People who were in the self-selected hypnotic group were significantly more likely to carry diagnoses of asthma, cerebrovascular disease, cardiovascular disease, diabetes, heart failure, hypertension, obesity, and reflux. The prevalence of most of these problems was essentially doubled in the hypnotic group, compared to controls.

 To this point, I’ll only make the observation that all of the above-mentioned problems are known to co-migrate with Sleep Apnea, the existence of which was never assessed in either group. This is also a good time to point out that one of the most common symptoms of Sleep Apnea is…you guessed it!...insomnia.

In middle aged women, it happens to be the most common symptom of all.

Large study groups are great, but even a huge retrospective database like Kripke’s doesn’t overcome the logical limitation that the groups were different from the start. The group exposed to sleeping pills was self-selected, and objectively sicker than the group who didn’t seek and obtain hypnotics.

Given their comorbidities, odds are, more undiagnosed Sleep Apnea was present in the hypnotic group, a condition which has been shown in two large Population-Based Prospective Observational Cohort studies (Sleep Heart Health Study, Wisconsin Sleep Cohort) to have a likely causal association with cancer. In light of the above, I believe the following conclusion is more in keeping with what we know and what we don’t know.

Say it loud, and say it proud:

Amongst an underserved rural population who have limited access to specialty services and who historically don’t come in for preventative care (only for complaints), those who complain about their sleep satisfaction enough to receive sleeping pills from their providers are more likely to be medically sick, and are more likely to die of cancer in the next four years. The ones who needed pills more frequently had the worst overall prognosis.

There. That felt good.

Sleeping pills can be dangerous, folks. Don’t misinterpret my comments to be a ringing universal endorsement to take medication.

But, for Pete’s sake!

Please don’t tell people they cause cancer.

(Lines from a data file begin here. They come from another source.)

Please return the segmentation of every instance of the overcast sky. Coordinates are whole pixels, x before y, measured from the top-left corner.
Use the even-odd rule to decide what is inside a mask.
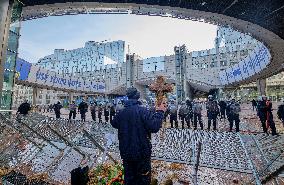
[[[53,16],[22,22],[19,57],[35,63],[54,49],[75,49],[90,40],[124,40],[142,58],[171,55],[176,45],[213,48],[216,31],[215,25],[158,16]]]

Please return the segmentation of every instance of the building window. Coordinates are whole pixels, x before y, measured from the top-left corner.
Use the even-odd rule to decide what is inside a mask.
[[[220,66],[221,67],[227,66],[227,61],[225,61],[225,60],[224,61],[220,61]]]

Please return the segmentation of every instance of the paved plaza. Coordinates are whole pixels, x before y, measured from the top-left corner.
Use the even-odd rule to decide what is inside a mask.
[[[32,112],[20,122],[3,125],[2,150],[12,157],[14,167],[26,174],[46,173],[49,181],[66,184],[69,172],[79,165],[94,167],[112,163],[111,158],[120,161],[117,131],[110,123],[91,121],[89,112],[86,122],[80,121],[80,114],[70,122],[66,109],[61,119],[54,117],[54,113]],[[203,117],[206,125],[205,112]],[[253,182],[254,171],[266,178],[283,166],[283,125],[276,117],[275,121],[280,135],[262,134],[256,112],[250,104],[242,104],[240,133],[228,132],[225,120],[219,121],[218,131],[169,128],[166,122],[151,138],[153,177],[159,182],[172,179],[176,185],[192,184],[197,145],[201,143],[200,184],[247,184]],[[22,137],[11,133],[22,133]],[[11,139],[5,140],[7,135]],[[15,143],[9,146],[11,141]]]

The science is not there yet.

I’ll close with this: it’s OK to love this book. Just put a sticker on the front to remind you to be empowered.

Recommended Reading

(1) Kripke DF, Langer RD, Kline LE. Hypnotics Association with Mortality or Cancer: A Matched Cohort Study. BMJ Open 2, no. 1 (2012): e00850. The fateful paper itself.

(2) Brandt J, Leong C. Benzodiazepines and Z drugs: An Updated Review of Major Adverse Outcomes Reported in Epidemiologic Research. Drugs R D (2017) 17: 493-507. This is a sane and well-written paper that explains everything I just talked about, just in more academic prose.

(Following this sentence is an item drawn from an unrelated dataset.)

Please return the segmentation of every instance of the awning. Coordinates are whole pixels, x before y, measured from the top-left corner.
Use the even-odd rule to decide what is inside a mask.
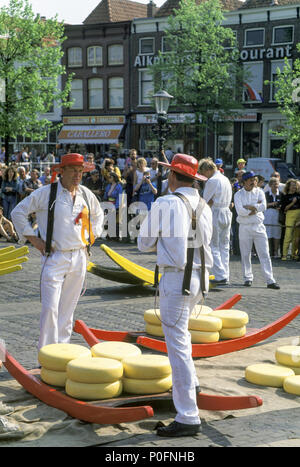
[[[58,141],[65,144],[114,144],[118,143],[122,128],[123,125],[65,125]]]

___________________________________

ADDENDUM 16 JUNE 2022

I’ve never written an addendum to an essay in my life. Essays can be revised, but I only think about addendums for office notes.

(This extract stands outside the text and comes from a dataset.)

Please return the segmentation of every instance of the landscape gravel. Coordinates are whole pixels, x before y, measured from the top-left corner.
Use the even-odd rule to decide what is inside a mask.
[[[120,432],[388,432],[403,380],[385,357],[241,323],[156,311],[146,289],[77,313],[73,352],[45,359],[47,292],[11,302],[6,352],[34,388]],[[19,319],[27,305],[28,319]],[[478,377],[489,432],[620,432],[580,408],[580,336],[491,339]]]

The reason for my habit change is this: the author of my frenemy wrote me a letter!

A really beautiful and thoughtful letter. An unusually kind letter.

That kind of thing justifies an Addendum.

In his letter, Dr. Walker explained that he is no longer amplifying the message in Kripke’s paper, for precisely the reasons described above, and because he had picked up on the signal of how triggering that message can be.

I mean. You had me at hello.

I previously mentioned that there was one sentence that turned a magnificent book into my frenemy. You recall how I mentioned it was only part of a sentence?

Well, it’s time for the big reveal. The first part of the sentence was this: “But,”

The sentence that started the paragraph before that one? “Do these findings prove that sleeping pills cause cancer? No. Absolutely not”,

I left that part out of my essay before, not to be misleading, but because it seemed like nobody ever remembered that it was in there. The only part anybody remembered was the cancer and the death.

So, I’m glad Dr. Walker reminded me of the amount of thought he put into writing that sentence, hoping that it would allow a balanced read. It brings me joy that I can put the book down, and remember that sentence more clearly.

As for my frenemy?

Perhaps this is the beginning of a beautiful friendship, after all.